9 Ways To Kill James Bond In London

By M@
9 Ways To Kill James Bond In London

The past few Bond films have featured plenty of scenes set in London, culminating in an impressively silly tube sequence in Skyfall. We look at a few ways the bad guys could finish Bond off in the capital.

"No Mr Bond. I expect you to die. I have tied you to one of the gates of the Thames Barrier. First, I will detonate one of my nuclear weapons in the North Sea. Then the Environment Agency will be forced to close the barrier to prevent the ensuing giant wave from flooding London. When they do so, you shall be drowned. Mwa haa haa! (Or I could just shoot you.)"
Crush Bond between the segments of Thomas Heatherwick's rolling bridge in Paddington.
Leave him to the carnivorous ravens of the Tower of London. (Background image by ingo zwank, Creative Commons.)
Force him to swim in the Thames following a particularly heavy storm-dump of sewage.
Crushed by a batch of giant sugar-coated chocolates at M&M's World.
Remember the piranha pool in For Your Eyes Only?

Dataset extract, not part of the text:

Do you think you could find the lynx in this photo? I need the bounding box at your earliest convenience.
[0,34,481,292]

How about a shark tank in London Zoo's disused penguin pool?
Tampered parachute remotely steered into one of London's spikiest spires.
Leave Bond in the newly commissioned Lee Tunnel, London's deepest sewer. Open the feculent floodgates.
And here's one we made earlier. Reinstate the Walkie Talkie's ability to focus the sun's rays, and recreate that scene from Goldfinger.

Last Updated 24 November 2017


Just getting him to ride a bike past a London HGV should do it.